I have to admit, a lot of weeks I go to church and don't feel like I come away with much. I think this is a result of several things. The major factor: Honey Fat. Church ends up more like a silent wrestling match, or at least me trying to be silent as I silence her, during the services. Then I usually spend 90 minutes trying to sneak out of nursery without her wailing. A consequence of being the baby of 4, she is very contented surrounded by family. Or I end up home with sick kids, or a napping child. If I am being 100% honest, church isn't really when I seem to be able to fill my spiritual tank.
That said...sometimes I catch a snippet. A little gem that lifts or inspires me. Today was such a day. The last few years "Gratitude Journals" have been all the rage. It is a wonderful practice. But today, a woman spoke of a different kind of daily log. "Today it Made Me Smile." It made me smile. I love thinking about all the things that make me smile. Here are a just a few from the last two days...
- I won my first race ever. I've had plenty of age group wins but never an overall 1st place. It wasn't a fabulous time by any stretch of the imagination. But it was a cool feeling not a having a single woman in front of me. And the prizes were amazing! What was the difference in this race? The women from my fabulous running group were all there. But not running. Instead...they trailed in front and behind me in a minivan coaching and cheering all 6.2 miles.
|A very unflattering picture.|
- The minivan of middle-aged women coaching me like I was going for an olympic win. I don't know why, but this just has made me feel like a million dollars for 2 days straight. Brent is always asking me, "Are you sure you want to live here?" My response, "I'm not leaving my running crew." You just can't replace...
- Amanda in her tight jeans (which she looks really hot in) running in front of me yelling, "Refocus. Start a new race. Close your eyes!"
- Marie, "Keep your eyes up, focus on the guy in the white. Catch him."
- Josie, toddler in arms, "She's 200 yards behind you. Stay strong."
- Jen, holding all three of her tiny kids, in her sweet soft-spoken way "Come on. You got it. Just up this hill."
- Desi, in the minivan picked up after just finishing her 5k whispering in a throaty voice, "Thank you so much.
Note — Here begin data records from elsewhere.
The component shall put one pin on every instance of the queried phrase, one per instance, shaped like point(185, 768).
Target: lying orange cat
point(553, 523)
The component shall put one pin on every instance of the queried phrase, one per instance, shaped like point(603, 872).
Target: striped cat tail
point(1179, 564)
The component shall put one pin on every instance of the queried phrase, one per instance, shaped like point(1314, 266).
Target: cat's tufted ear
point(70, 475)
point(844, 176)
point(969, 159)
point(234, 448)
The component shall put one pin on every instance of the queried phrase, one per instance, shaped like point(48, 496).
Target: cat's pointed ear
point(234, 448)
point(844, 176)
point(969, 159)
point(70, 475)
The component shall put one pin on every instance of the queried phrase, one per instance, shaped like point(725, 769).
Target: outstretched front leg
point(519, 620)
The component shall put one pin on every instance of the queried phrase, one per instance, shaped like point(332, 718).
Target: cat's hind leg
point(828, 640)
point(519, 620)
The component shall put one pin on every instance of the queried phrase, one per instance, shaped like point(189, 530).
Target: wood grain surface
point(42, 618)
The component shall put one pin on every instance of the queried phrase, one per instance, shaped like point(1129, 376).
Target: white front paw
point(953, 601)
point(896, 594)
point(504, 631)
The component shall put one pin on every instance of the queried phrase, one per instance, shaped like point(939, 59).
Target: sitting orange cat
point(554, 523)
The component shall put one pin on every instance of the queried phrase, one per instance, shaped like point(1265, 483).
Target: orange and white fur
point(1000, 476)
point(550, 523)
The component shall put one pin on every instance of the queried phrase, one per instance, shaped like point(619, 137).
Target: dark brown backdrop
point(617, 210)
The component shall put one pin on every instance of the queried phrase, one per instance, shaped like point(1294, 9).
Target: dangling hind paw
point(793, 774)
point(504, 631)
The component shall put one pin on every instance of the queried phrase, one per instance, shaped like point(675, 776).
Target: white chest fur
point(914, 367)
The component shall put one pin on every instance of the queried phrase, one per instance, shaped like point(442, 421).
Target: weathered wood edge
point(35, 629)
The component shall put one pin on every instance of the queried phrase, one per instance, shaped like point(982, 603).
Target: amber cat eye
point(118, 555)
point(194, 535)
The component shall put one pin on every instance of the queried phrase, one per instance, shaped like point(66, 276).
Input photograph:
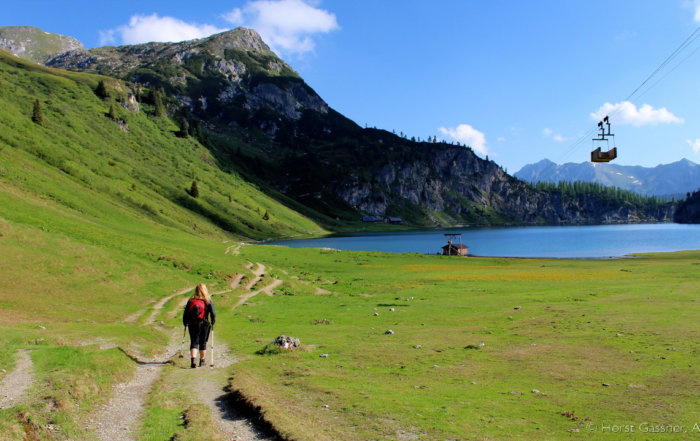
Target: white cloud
point(286, 25)
point(466, 134)
point(234, 17)
point(626, 113)
point(147, 28)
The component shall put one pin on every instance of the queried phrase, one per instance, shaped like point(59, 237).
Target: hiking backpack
point(195, 310)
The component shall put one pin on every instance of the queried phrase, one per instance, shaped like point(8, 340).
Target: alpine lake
point(590, 241)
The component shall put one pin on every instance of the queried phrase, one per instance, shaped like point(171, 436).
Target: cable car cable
point(686, 43)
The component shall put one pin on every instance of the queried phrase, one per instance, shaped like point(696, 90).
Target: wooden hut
point(452, 249)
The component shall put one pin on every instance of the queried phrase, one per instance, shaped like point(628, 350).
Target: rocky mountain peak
point(34, 44)
point(244, 39)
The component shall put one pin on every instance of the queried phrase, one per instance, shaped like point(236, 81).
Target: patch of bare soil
point(118, 419)
point(14, 386)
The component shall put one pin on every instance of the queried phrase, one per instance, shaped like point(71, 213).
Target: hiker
point(199, 316)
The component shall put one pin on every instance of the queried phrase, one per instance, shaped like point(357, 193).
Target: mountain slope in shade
point(674, 179)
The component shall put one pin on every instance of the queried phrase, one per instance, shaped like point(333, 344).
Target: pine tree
point(158, 103)
point(184, 131)
point(194, 190)
point(37, 115)
point(112, 113)
point(101, 90)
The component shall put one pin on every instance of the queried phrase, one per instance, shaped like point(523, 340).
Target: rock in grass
point(286, 342)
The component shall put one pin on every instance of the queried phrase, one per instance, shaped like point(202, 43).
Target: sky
point(518, 81)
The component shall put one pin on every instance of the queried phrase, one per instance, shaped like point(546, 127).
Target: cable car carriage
point(598, 155)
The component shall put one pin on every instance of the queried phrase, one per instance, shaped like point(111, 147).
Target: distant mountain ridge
point(34, 44)
point(675, 179)
point(257, 117)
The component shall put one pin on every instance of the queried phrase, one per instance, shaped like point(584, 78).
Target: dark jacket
point(209, 313)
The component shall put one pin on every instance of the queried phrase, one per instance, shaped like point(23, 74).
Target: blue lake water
point(591, 241)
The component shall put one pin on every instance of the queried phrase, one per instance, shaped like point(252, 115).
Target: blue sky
point(519, 81)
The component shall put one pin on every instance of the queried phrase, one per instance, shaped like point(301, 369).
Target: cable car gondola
point(598, 155)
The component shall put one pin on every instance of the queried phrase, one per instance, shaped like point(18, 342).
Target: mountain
point(669, 180)
point(259, 119)
point(84, 170)
point(33, 44)
point(688, 211)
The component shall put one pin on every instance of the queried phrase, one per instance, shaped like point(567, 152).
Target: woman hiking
point(199, 316)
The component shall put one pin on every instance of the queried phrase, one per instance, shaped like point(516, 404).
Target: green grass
point(581, 324)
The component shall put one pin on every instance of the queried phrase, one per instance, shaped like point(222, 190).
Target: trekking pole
point(182, 345)
point(212, 346)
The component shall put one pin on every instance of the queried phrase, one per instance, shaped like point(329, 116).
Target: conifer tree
point(184, 129)
point(37, 115)
point(101, 90)
point(112, 113)
point(158, 103)
point(194, 190)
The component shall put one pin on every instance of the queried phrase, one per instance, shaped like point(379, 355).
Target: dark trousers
point(199, 335)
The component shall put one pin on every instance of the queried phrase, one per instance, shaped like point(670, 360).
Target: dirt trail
point(228, 417)
point(269, 290)
point(233, 284)
point(258, 272)
point(14, 386)
point(120, 418)
point(230, 421)
point(158, 306)
point(234, 249)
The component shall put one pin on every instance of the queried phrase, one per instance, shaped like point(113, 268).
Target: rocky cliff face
point(34, 44)
point(674, 179)
point(689, 210)
point(455, 181)
point(214, 77)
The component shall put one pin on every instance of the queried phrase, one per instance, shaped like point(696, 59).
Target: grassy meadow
point(96, 230)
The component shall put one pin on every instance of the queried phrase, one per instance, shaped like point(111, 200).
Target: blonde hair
point(201, 293)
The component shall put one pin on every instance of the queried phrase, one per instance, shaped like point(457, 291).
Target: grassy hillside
point(483, 348)
point(139, 170)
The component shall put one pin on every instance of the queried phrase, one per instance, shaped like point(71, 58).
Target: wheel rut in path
point(231, 418)
point(15, 385)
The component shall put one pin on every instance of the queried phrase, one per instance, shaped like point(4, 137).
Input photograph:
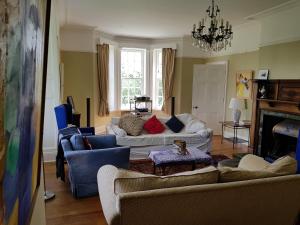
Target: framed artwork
point(262, 75)
point(244, 84)
point(22, 51)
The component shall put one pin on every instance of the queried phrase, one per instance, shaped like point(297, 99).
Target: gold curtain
point(102, 70)
point(168, 67)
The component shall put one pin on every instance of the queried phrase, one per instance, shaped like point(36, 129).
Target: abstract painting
point(21, 78)
point(244, 84)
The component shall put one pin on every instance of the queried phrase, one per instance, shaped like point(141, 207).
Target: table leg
point(248, 137)
point(222, 133)
point(163, 170)
point(193, 165)
point(234, 137)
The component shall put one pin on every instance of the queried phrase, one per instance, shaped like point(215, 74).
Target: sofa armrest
point(84, 164)
point(102, 141)
point(106, 178)
point(252, 162)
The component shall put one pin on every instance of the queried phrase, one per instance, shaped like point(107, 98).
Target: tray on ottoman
point(169, 156)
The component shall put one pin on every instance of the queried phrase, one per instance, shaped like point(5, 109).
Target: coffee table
point(168, 156)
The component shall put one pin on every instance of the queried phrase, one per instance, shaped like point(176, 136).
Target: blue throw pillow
point(175, 124)
point(77, 142)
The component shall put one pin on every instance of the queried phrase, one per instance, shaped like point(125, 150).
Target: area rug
point(146, 166)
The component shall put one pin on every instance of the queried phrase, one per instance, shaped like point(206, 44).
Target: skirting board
point(49, 154)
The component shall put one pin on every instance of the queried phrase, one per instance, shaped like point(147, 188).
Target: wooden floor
point(66, 210)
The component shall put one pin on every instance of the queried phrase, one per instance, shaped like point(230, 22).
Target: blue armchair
point(84, 164)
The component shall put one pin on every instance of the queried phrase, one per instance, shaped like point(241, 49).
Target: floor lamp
point(47, 194)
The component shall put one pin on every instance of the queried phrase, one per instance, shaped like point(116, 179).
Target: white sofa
point(194, 133)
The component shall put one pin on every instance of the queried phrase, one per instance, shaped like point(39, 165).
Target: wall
point(38, 214)
point(283, 60)
point(237, 62)
point(79, 80)
point(52, 88)
point(186, 82)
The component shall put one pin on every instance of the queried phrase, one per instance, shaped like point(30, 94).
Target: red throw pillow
point(154, 126)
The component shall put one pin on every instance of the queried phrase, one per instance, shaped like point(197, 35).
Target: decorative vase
point(236, 115)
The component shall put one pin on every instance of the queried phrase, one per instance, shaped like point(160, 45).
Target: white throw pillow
point(185, 118)
point(115, 120)
point(118, 131)
point(194, 125)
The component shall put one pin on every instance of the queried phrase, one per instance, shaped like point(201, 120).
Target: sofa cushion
point(154, 126)
point(253, 162)
point(175, 124)
point(129, 181)
point(118, 131)
point(194, 126)
point(87, 144)
point(285, 165)
point(132, 124)
point(228, 174)
point(77, 142)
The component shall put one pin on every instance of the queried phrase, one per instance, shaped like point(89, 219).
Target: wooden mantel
point(282, 96)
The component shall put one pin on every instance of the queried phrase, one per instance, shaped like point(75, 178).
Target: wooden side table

Come on!" (We switched 5K and 10K spots at the last minute because she got sick.)
I just don't know how many people are as lucky as I am to have these women who are such good friends to me. There is something about doing hard things which really brings you together.
- A Snuggle from Ellery. Not atypical, but the circumstance brought a big inner smile. Our piano teacher asks her students to play their sacred music each Sunday to keep up their repertoire. Ellery was playing through her list of hymns and a Medley she is currently learning. She got stuck. I wouldn't let her stop until she figured it out. She was furious and refused help. "Sweet is the Work" was being pounded as loudly as possible at one point. It wasn't sweet work, believe me. Finally, I got her through. She was still pounding. As she finished the song, Brent asked her to come sit down. In the sweetest little voice she said, "No Daddy, I want to snuggle with Mommy." She nestled right in and spooned with me for 15 minutes, holding my hand. Not a morsel of angst lingering. There is something about doing hard things which really brings you together.
- Callista beating the socks off the big boys in a impromptu foot race home from church. In her Sunday shoes. Believe me they were trying.
- Brent coming home a day early from his trip. Life just isn't the same without him. I had a wonderful long conversation with his mom. She mentioned the only one of the 10 commandments associated with a direct promise is, "Honor thy Father and thy Mother, that thy days may be long upon the land." Brent never wavered in his obedience and respect to his mom and dad. I know many obedient people whose lives seemed to be far too short, but I am banking on the literal fulfillment of that promise.
- Emmett moaning through his fever, in his high little voice, "Mommy...I love you so much." Not atypical, but how could that not elicit a smile. And...Emmett sitting as peaceful and serene as ever while getting blood drawn, for a vitamin D check. It is so torturous when a doctor asks you to choose one of your children to have a blood draw. Ugghhh. I tell you though, those nurses had never seen anything like it as Emmett watched every moment carefully and trustingly, just giving a little moan at the poke. Angel. I take zero credit for him.
- Singing "Come Thou Fount" with the church choir today, and remembering when I sang the same song at my Grandma's funeral. Thinking of her. And of my uncle telling me it was the most beautiful thing he had heard (his emotions speaking).
Hopefully I'll take the time to record more of these moments that make me smile, because they come fast and furious. Something I hope I never forget.